John Joseph Wynne (1859–1948) was an American Jesuit priest. A prolific writer and editor, he became a leader in Catholic intellectual life in the early 20th century. He played a major role in starting America, the Jesuit weekly magazine, and the Catholic Encyclopedia. Wynne was a historian, commentator, editor and educator who worked to promote Catholic scholarship and intellectual engagement with contemporary issues.

==Career==
He was educated at St. Francis Xavier College (BA 1876) then joined the Jesuits and studied for the priesthood at Woodstock College (1879-1882). He taught history at several Jesuit colleges, including St. Francis Xavier College (1879-1882) and Boston College (1886-1887). Ordained in 1890, he joined the staff of The Messenger and devoted his career to editing. In 1903 he organized The Catholic Encyclopedia and was its chief editor. He was the first editor of the Jesuit weekly magazine America, in 1909–1910. He founded the American Catholic Historical Association and served as its first president. He was coeditor of The Catholic Encyclopedia: An International Work of Reference on the Constitution, Doctrine, Discipline, and History of the Catholic Church (Vol 1-15 and Index. New York: Robert Appleton Company, 1907–1914), and of two supplements. He was coeditor of several large reference works in the 1920s.

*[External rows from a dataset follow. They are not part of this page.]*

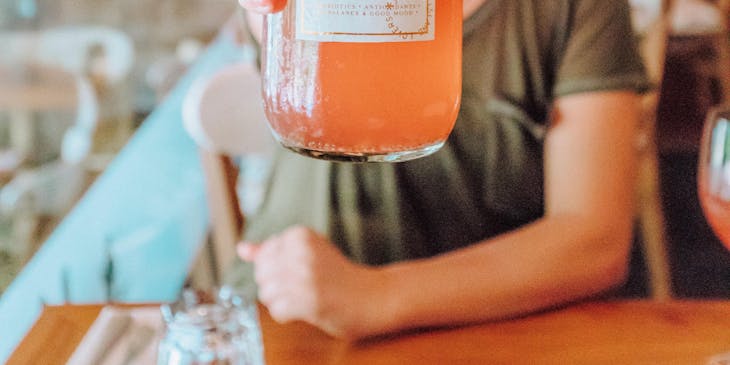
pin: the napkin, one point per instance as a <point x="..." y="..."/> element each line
<point x="121" y="336"/>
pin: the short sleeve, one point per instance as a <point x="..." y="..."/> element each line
<point x="600" y="51"/>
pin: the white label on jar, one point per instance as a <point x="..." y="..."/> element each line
<point x="365" y="20"/>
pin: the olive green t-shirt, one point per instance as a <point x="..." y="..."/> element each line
<point x="518" y="56"/>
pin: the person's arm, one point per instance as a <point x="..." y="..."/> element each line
<point x="578" y="249"/>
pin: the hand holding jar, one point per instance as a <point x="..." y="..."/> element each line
<point x="361" y="80"/>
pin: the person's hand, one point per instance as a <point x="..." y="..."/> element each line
<point x="302" y="276"/>
<point x="263" y="6"/>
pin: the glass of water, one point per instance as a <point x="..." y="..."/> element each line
<point x="223" y="331"/>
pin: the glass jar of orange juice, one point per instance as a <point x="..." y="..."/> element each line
<point x="363" y="80"/>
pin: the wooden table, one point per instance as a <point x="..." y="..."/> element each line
<point x="621" y="332"/>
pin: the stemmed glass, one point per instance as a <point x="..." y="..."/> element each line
<point x="714" y="172"/>
<point x="713" y="182"/>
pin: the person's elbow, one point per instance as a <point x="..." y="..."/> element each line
<point x="612" y="262"/>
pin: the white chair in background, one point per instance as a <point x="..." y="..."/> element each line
<point x="36" y="189"/>
<point x="103" y="55"/>
<point x="223" y="113"/>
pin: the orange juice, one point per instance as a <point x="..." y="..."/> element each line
<point x="364" y="101"/>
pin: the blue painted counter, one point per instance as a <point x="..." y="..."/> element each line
<point x="147" y="211"/>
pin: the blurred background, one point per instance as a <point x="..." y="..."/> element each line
<point x="77" y="78"/>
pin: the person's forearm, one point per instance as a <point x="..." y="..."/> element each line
<point x="559" y="259"/>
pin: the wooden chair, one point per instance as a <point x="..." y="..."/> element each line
<point x="650" y="211"/>
<point x="224" y="115"/>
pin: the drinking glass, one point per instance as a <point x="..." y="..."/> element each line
<point x="713" y="180"/>
<point x="363" y="80"/>
<point x="714" y="172"/>
<point x="224" y="331"/>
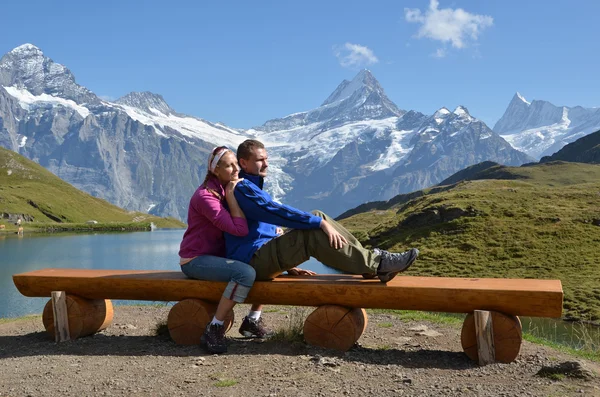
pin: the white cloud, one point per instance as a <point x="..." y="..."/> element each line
<point x="447" y="25"/>
<point x="440" y="53"/>
<point x="354" y="55"/>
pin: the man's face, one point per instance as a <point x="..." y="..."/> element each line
<point x="257" y="164"/>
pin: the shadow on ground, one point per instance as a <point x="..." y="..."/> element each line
<point x="39" y="344"/>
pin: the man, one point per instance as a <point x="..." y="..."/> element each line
<point x="316" y="234"/>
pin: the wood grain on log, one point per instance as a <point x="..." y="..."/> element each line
<point x="335" y="327"/>
<point x="527" y="297"/>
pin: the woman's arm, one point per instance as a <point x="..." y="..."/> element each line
<point x="214" y="210"/>
<point x="234" y="207"/>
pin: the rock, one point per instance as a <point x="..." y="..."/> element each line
<point x="419" y="328"/>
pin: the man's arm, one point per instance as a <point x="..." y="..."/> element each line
<point x="257" y="205"/>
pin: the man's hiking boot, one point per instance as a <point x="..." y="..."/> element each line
<point x="251" y="328"/>
<point x="394" y="263"/>
<point x="214" y="339"/>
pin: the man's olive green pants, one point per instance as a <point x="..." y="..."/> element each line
<point x="298" y="245"/>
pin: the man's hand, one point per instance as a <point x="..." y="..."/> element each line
<point x="300" y="272"/>
<point x="336" y="240"/>
<point x="231" y="186"/>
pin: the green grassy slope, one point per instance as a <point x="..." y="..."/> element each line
<point x="538" y="221"/>
<point x="28" y="188"/>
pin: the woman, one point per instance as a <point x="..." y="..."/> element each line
<point x="202" y="250"/>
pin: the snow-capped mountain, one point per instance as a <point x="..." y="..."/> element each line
<point x="368" y="149"/>
<point x="136" y="152"/>
<point x="139" y="153"/>
<point x="539" y="128"/>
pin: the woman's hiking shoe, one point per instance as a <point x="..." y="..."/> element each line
<point x="251" y="328"/>
<point x="394" y="263"/>
<point x="214" y="339"/>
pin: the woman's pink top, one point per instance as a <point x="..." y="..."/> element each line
<point x="207" y="220"/>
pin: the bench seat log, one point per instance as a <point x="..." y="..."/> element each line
<point x="518" y="297"/>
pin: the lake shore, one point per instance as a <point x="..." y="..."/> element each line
<point x="395" y="356"/>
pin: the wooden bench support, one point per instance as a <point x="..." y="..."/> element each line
<point x="335" y="327"/>
<point x="61" y="320"/>
<point x="485" y="337"/>
<point x="187" y="320"/>
<point x="84" y="316"/>
<point x="504" y="336"/>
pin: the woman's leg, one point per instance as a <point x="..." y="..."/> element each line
<point x="213" y="268"/>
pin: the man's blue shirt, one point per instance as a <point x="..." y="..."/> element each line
<point x="263" y="216"/>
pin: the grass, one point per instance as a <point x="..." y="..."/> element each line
<point x="27" y="317"/>
<point x="293" y="330"/>
<point x="589" y="345"/>
<point x="28" y="188"/>
<point x="533" y="222"/>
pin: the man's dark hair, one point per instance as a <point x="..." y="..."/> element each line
<point x="246" y="147"/>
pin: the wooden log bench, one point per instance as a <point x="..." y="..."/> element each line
<point x="491" y="331"/>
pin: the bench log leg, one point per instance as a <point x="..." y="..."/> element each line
<point x="335" y="327"/>
<point x="187" y="320"/>
<point x="507" y="337"/>
<point x="84" y="316"/>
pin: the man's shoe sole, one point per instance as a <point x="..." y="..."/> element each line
<point x="216" y="349"/>
<point x="385" y="277"/>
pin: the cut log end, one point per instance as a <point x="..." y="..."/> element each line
<point x="507" y="337"/>
<point x="335" y="327"/>
<point x="85" y="316"/>
<point x="188" y="318"/>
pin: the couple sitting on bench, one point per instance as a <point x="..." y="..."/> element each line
<point x="232" y="237"/>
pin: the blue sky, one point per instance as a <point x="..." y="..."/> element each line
<point x="242" y="62"/>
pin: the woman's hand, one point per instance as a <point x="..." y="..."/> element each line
<point x="336" y="240"/>
<point x="296" y="271"/>
<point x="231" y="186"/>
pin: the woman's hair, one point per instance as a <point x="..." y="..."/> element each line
<point x="210" y="174"/>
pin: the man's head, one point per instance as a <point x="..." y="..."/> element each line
<point x="252" y="157"/>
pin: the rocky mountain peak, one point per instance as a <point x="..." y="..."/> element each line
<point x="363" y="81"/>
<point x="147" y="101"/>
<point x="26" y="66"/>
<point x="26" y="49"/>
<point x="518" y="97"/>
<point x="461" y="111"/>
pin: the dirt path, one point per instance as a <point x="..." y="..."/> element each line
<point x="392" y="359"/>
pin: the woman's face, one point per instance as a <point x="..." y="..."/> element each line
<point x="227" y="169"/>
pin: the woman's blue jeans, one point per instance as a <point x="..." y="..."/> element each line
<point x="214" y="268"/>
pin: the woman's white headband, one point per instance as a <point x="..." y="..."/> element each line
<point x="213" y="160"/>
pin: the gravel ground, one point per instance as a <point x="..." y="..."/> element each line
<point x="392" y="358"/>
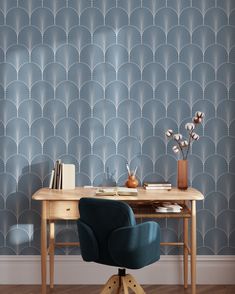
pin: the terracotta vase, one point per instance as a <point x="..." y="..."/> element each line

Wynne was a proponent of "inculturation," the idea that Catholicism should adapt to and engage with American culture and society. He believed that American Catholics should be active participants in the social and political life of the country, and he worked to promote a Catholic social ethic that emphasized social justice and the common good.

Wynne was a key figure in the Catholic response to the modernist crisis, a theological controversy that rocked the Church in the early 20th century. He defended traditional Catholic teaching against modernist challenges, but he also sought to find a middle ground between the extremes of traditionalism and modernism.